A sub-$\sigma$-algebra $\mathcal{G}$ represents "partial information" in the following sense. For each $G\in\mathcal{G}$, an observer (who doesn't know which $\omega$ has been drawn) knows if $\omega\in G$ or $\omega\in G^{c}$. This is also related to conditional expectation, i.e., a finer $\mathcal{G}$ gives a better prediction of some unknown quantity $Y$ living on $(\Omega,\mathcal{F},\mathsf{P})$. Assuming that $Y\in L^2$, and $\mathcal{G}'\subset\mathcal{G}''$, \begin{align} \mathsf{E}[(Y-\mathsf{E}[Y\mid \mathcal{G}'])^2\mid \mathcal{G}'']&=\mathsf{E}[(Y-\mathsf{E}[Y\mid \mathcal{G}'']+\mathsf{E}[Y\mid \mathcal{G}'']-\mathsf{E}[Y\mid \mathcal{G}'])^2\mid \mathcal{G}''] \\ &=\mathsf{E}[(Y-\mathsf{E}[Y\mid \mathcal{G}''])^2\mid \mathcal{G}''] +(\mathsf{E}[Y\mid \mathcal{G}'']-\mathsf{E}[Y\mid \mathcal{G}'])^2. \end{align} That is, $\mathsf{E}[(Y-\mathsf{E}[Y\mid \mathcal{G}'])^2]\ge \mathsf{E}[(Y-\mathsf{E}[Y\mid \mathcal{G}''])^2]$.
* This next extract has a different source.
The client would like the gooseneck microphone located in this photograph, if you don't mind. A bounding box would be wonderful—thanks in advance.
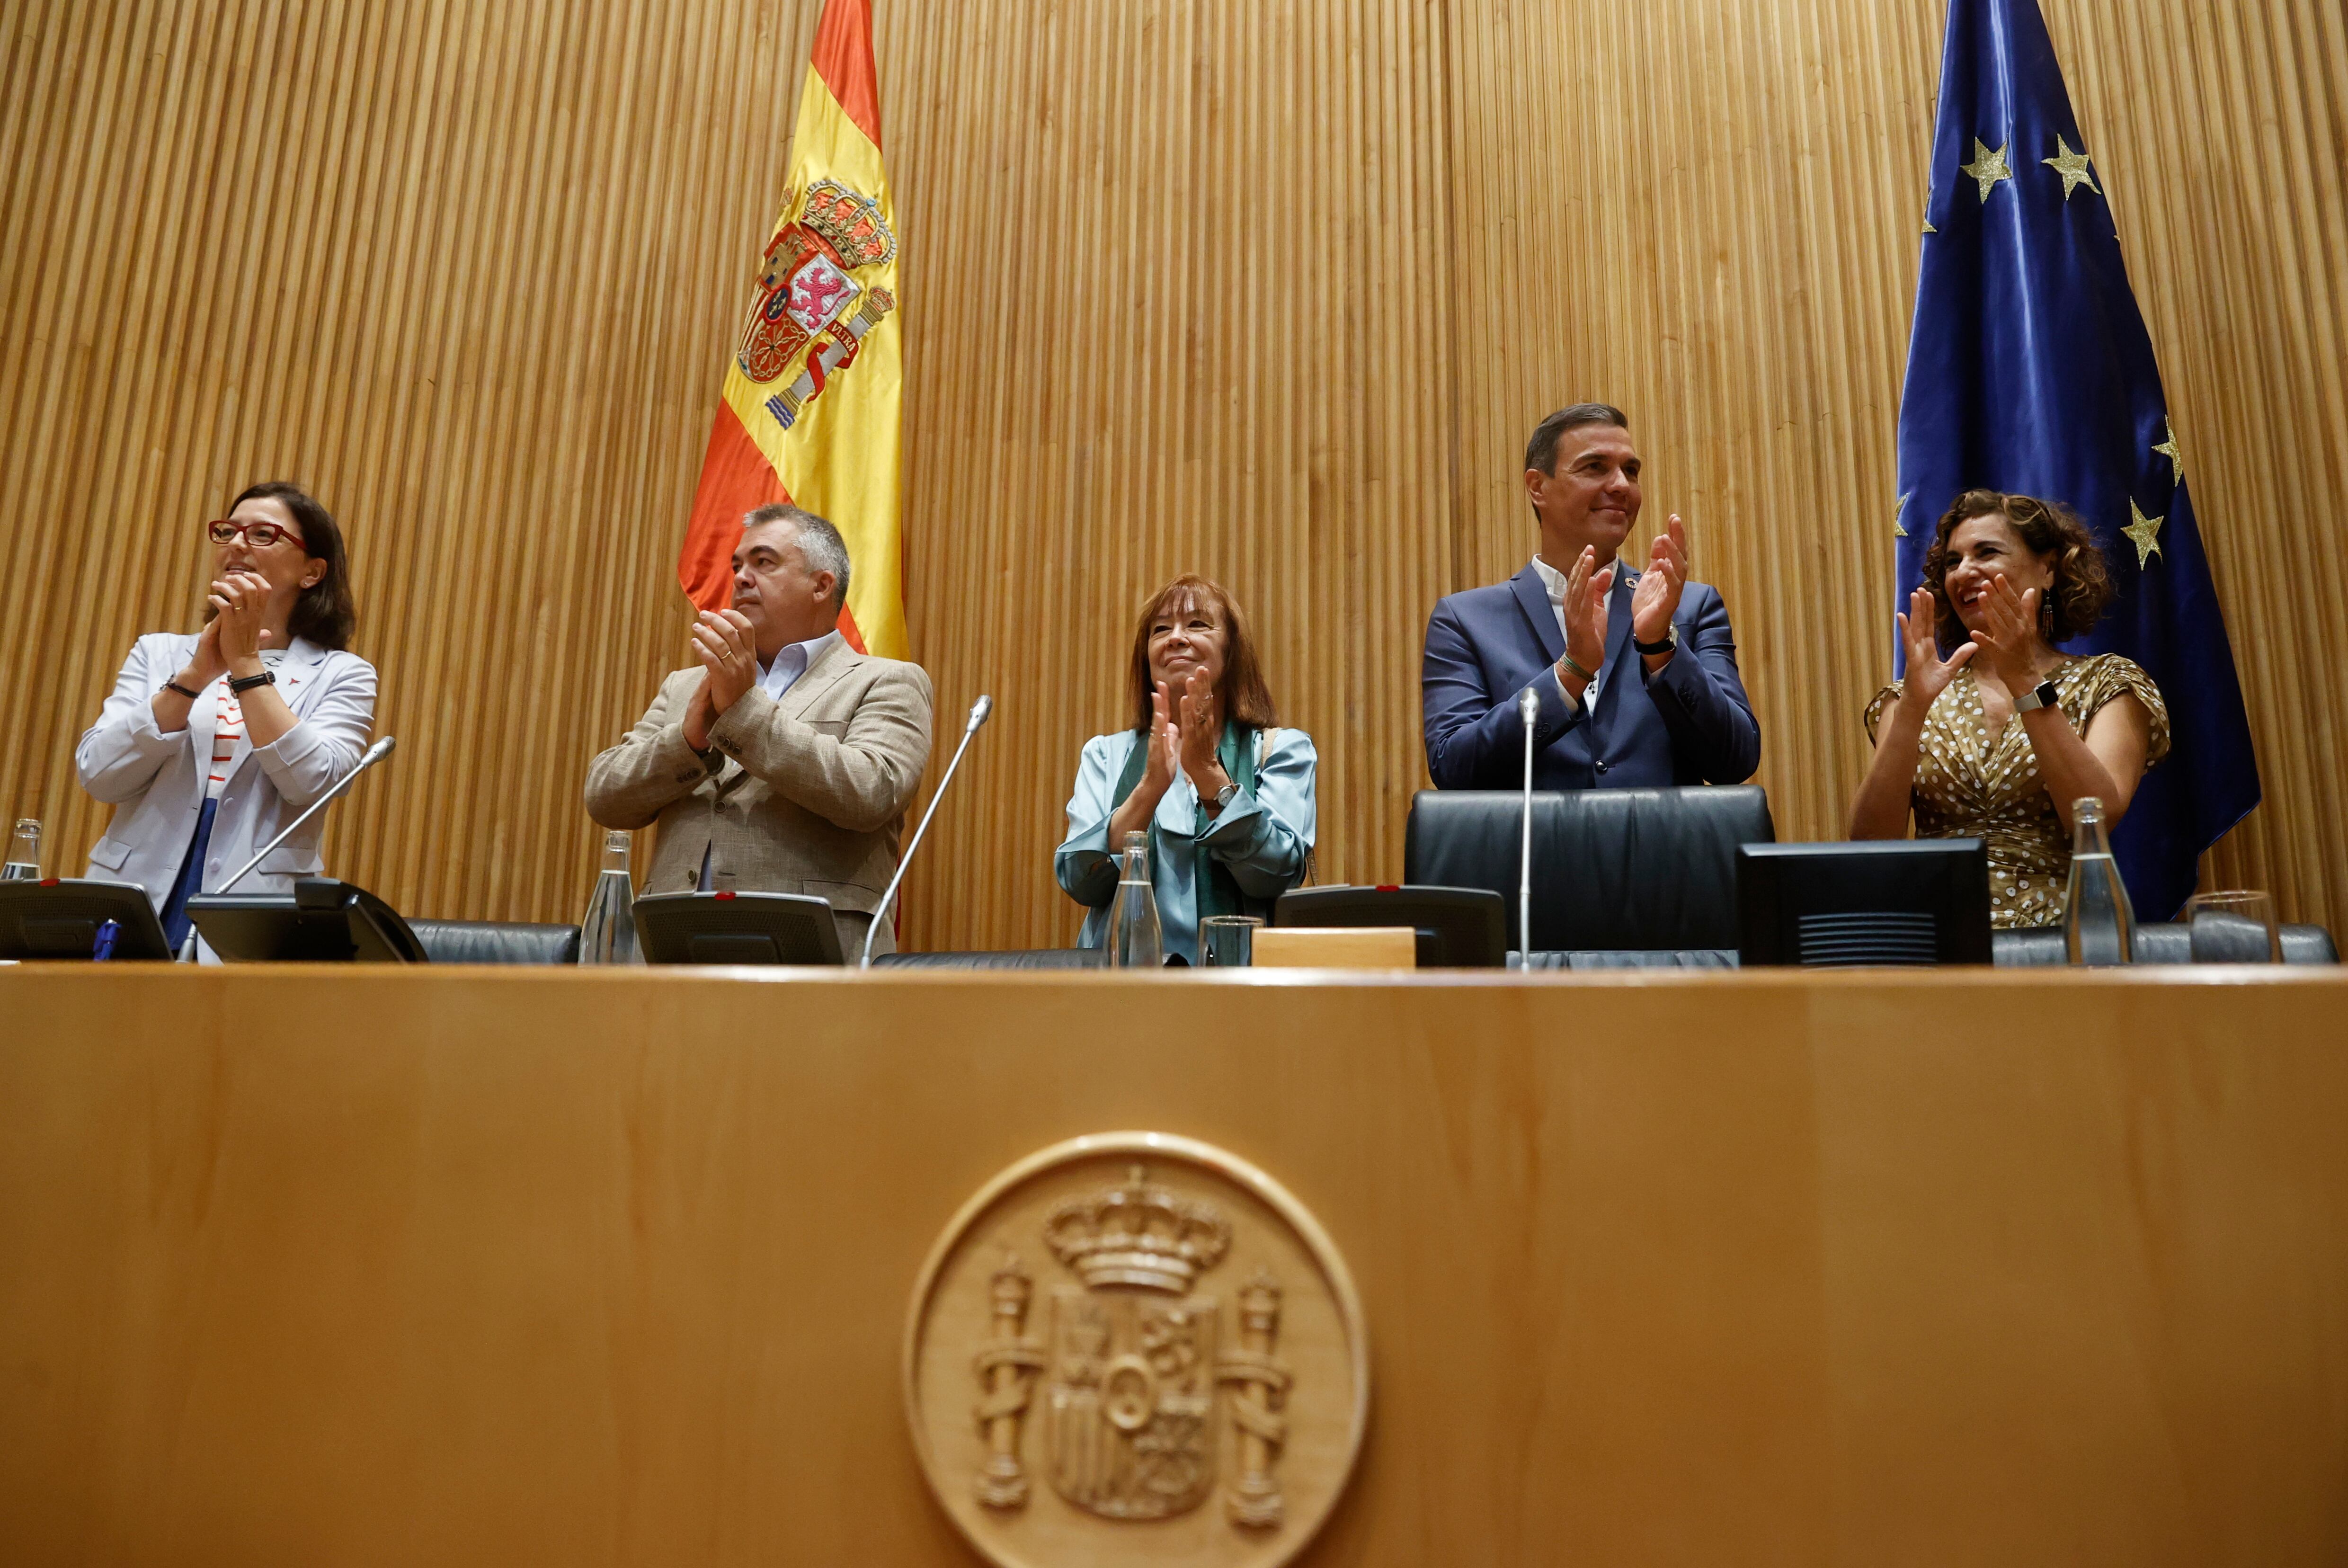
[862,696,994,969]
[1519,686,1539,970]
[217,735,398,896]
On the other hand, the interpretation of $\sigma$-algebras as information is purely informal as pointed out by Billingsley (Example 4.9 in his Probability & Measure, 1986). First, he defines partitions of $\mathcal{G}$, i.e., $\omega$ and $\omega'$ are $\mathcal{G}$-equivalent if $1_G(\omega)=1_G(\omega')$ for every $G\in \mathcal{G}$. Sets of $\mathcal{G}$-equivalent points is the partition of $\mathcal{G}$. Our observer knows the equivalence class to which $\omega$ belongs (which we interpret as information).
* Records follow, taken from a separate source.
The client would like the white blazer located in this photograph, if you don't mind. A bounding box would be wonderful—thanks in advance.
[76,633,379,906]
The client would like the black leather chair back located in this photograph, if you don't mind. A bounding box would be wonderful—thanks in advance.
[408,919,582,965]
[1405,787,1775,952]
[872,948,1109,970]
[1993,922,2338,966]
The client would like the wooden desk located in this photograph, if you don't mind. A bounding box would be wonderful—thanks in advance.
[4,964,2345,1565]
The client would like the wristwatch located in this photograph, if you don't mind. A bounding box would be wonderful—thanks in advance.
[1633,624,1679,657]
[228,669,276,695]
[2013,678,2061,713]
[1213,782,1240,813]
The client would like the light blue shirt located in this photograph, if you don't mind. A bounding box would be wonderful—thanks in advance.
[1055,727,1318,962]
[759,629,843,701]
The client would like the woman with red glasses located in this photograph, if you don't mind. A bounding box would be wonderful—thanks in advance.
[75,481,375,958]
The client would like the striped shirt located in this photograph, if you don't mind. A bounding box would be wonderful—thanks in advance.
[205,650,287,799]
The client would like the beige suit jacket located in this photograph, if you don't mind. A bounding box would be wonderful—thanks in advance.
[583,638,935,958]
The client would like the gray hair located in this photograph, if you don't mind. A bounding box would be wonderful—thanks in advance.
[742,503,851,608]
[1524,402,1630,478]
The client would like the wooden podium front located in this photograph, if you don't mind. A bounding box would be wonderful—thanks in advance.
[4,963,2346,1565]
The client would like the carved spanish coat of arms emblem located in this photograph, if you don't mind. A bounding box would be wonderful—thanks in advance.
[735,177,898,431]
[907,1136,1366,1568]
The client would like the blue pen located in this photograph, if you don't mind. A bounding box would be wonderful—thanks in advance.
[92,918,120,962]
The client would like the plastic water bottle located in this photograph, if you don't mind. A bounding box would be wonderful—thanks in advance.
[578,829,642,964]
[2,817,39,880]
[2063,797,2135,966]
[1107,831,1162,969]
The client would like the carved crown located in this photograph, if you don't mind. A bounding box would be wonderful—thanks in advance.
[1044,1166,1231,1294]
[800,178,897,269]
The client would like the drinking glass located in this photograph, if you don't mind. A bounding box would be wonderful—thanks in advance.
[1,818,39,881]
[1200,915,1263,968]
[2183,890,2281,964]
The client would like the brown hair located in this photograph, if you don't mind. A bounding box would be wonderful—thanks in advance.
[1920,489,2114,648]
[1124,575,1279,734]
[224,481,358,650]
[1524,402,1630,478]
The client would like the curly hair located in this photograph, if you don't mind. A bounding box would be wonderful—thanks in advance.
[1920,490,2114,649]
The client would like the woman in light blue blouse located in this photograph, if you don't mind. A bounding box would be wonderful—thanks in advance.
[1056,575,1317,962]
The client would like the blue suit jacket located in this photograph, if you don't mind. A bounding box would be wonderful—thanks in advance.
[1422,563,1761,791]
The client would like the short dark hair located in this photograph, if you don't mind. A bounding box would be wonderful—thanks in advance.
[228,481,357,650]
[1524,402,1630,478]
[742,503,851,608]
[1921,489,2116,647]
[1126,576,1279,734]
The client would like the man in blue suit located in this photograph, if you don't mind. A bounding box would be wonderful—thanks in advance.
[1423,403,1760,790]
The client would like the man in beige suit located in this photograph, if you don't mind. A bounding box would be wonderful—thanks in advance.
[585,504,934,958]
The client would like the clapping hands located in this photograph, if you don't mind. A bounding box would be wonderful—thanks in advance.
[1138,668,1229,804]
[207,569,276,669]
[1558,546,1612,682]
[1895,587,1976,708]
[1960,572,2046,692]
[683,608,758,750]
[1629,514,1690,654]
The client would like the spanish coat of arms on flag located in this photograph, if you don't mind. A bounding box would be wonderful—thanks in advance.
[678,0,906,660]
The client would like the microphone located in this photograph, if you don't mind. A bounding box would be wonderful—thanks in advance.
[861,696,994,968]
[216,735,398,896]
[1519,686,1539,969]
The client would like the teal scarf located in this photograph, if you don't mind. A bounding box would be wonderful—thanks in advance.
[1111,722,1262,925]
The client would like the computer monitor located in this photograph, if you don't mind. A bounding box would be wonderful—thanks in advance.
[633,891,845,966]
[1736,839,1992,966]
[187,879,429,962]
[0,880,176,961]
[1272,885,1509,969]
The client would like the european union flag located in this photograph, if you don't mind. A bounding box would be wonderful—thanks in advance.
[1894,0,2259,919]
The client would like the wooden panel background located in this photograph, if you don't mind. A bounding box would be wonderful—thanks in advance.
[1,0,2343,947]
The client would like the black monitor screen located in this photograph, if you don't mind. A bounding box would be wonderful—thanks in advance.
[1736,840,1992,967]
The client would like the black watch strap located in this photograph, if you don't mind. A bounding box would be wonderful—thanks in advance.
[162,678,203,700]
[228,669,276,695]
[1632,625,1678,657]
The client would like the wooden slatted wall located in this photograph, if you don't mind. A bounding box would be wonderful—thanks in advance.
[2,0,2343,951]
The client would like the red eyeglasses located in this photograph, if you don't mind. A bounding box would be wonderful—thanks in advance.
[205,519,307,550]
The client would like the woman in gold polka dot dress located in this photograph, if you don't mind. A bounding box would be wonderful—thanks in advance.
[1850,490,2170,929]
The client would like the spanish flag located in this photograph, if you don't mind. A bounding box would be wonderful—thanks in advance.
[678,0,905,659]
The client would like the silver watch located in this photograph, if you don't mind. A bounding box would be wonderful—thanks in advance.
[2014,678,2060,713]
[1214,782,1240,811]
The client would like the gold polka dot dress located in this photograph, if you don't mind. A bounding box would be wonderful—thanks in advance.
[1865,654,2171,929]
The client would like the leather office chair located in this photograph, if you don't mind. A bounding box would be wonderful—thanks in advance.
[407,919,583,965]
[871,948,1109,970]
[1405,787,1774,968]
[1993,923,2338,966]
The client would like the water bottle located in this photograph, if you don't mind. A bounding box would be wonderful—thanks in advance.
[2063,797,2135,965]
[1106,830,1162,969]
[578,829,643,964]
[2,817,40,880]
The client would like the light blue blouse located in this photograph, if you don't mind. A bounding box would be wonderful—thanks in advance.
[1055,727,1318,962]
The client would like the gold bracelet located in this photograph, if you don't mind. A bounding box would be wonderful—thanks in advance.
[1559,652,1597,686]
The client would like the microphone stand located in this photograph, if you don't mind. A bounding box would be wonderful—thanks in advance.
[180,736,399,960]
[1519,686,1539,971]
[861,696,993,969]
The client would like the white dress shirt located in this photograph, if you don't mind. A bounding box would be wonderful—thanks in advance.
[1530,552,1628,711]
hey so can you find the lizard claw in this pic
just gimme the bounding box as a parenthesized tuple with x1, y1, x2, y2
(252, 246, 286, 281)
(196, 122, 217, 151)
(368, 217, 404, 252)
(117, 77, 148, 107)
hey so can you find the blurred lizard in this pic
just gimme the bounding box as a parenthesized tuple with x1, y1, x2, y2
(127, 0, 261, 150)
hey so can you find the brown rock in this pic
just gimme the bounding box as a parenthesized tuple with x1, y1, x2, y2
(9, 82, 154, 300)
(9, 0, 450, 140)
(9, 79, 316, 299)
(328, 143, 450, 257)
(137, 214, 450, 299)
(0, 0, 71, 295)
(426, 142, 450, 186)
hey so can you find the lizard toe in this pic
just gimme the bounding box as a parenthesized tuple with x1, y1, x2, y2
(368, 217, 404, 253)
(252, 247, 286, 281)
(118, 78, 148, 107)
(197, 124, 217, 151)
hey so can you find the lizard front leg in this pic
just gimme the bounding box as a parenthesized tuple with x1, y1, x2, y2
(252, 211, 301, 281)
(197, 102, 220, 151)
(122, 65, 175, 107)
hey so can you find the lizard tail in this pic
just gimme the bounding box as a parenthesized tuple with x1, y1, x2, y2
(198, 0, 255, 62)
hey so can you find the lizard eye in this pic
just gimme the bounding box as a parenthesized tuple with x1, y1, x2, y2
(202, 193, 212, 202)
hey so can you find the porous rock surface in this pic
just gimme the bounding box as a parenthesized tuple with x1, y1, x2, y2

Now, let $([0,1],\mathcal{B}_{[0,1]},\mathsf{P})$ be the probability space, where $\mathsf{P}$ is the Lebesgue measure, and let $\mathcal{G}=\sigma\{\{\omega\}:\omega\in [0,1]\}$, i.e., $\mathcal{G}$ is the countable/co-countable $\sigma$-algebra. Notice that $\mathcal{G}$ is independent of $\mathcal{B}_{[0,1]}$ because all the events in $\mathcal{G}$ are trivial. Thus, it does not contain any information about the sets in $\mathcal{B}_{[0,1]}$ in the sense that $\mathsf{P}(B\mid \mathcal{G})=\mathsf{P}(B)$. On the other hand, the $\mathcal{G}$-partition consists of the singletons, i.e., it contains "all the information".